Benidorm, die beliebte Küstenstadt an der Costa Blanca, hat sich in den letzten Jahren verstärkt dem Thema Nachhaltigkeit verschrieben. Mit über 80.000 Gästebetten und jährlich 15,7 Millionen Übernachtungen ist der Ort bekannt für seine lebendige Atmosphäre, die sich aus einer Mischung von Familienurlaubern, jungen Partygängern und älteren Reisenden zusammensetzt. Doch unter dem Beton der Hochhäuser, die Benidorm den Spitznamen „Manhattan am Mittelmeer“ eingebracht haben, verbirgt sich eine Geschichte des Wandels.

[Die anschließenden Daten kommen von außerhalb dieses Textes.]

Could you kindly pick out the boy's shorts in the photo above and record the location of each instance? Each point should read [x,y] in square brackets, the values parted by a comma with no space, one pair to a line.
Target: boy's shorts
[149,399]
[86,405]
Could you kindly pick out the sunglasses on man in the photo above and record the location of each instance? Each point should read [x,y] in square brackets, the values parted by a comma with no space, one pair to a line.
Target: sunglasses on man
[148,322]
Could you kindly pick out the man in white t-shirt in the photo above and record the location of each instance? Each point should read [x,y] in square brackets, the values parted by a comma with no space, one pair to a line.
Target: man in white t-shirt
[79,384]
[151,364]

Die Stadt, die einst als Fischerdorf begann, hat in den letzten Jahrzehnten einen dramatischen Wandel durchlebt. In den 1960er Jahren wurde sie zum Touristenmagneten, der sowohl wohlhabende als auch weniger begüterte Besucher anzog. Antonio Sánchez von der Touristeninformation betont die architektonische Ausrichtung auf vertikale Bauweise, die bis heute das Stadtbild prägt. Trotz dieser massiven Bebauung hat Benidorm sich nun das Ziel gesetzt, als nachhaltiges Reiseziel wahrgenommen zu werden. Dies wurde durch die Auszeichnung als „Europäischer Grüner Pionier für Smart Tourism“ durch die Europäische Kommission bekräftigt.
Ein bemerkenswerter Teil dieser Strategie ist die Förderung des Radverkehrs. Das Radwegenetz wurde auf beeindruckende 134 Kilometer erweitert, und nicht ansässiger Verkehr wurde aus dem neu gestalteten Stadtzentrum verbannt. Dies führt zu einer spürbaren Verringerung der Lärmbelästigung, wie Jorge Ferrándiz Roche von der Hotel- und Tourismusvereinigung berichtet. Die Bewohner und Besucher nutzen zunehmend Fahrräder, um sich in der Stadt fortzubewegen.
Ein weiteres Beispiel für den nachhaltigen Ansatz ist die Nutzung von Solarenergie. Bereits seit der Jahrtausendwende sind große Solarpanels auf den Dächern der Hotels installiert. „Viele fragen nach Photovoltaik, aber das ist für uns nichts Neues“, erklärt Ferrándiz. Zukünftig sollen zwei neue Wohnhochhäuser mit vertikalen Solarpanels ausgestattet werden, was die umweltfreundlichen Bestrebungen der Stadt weiter vorantreibt.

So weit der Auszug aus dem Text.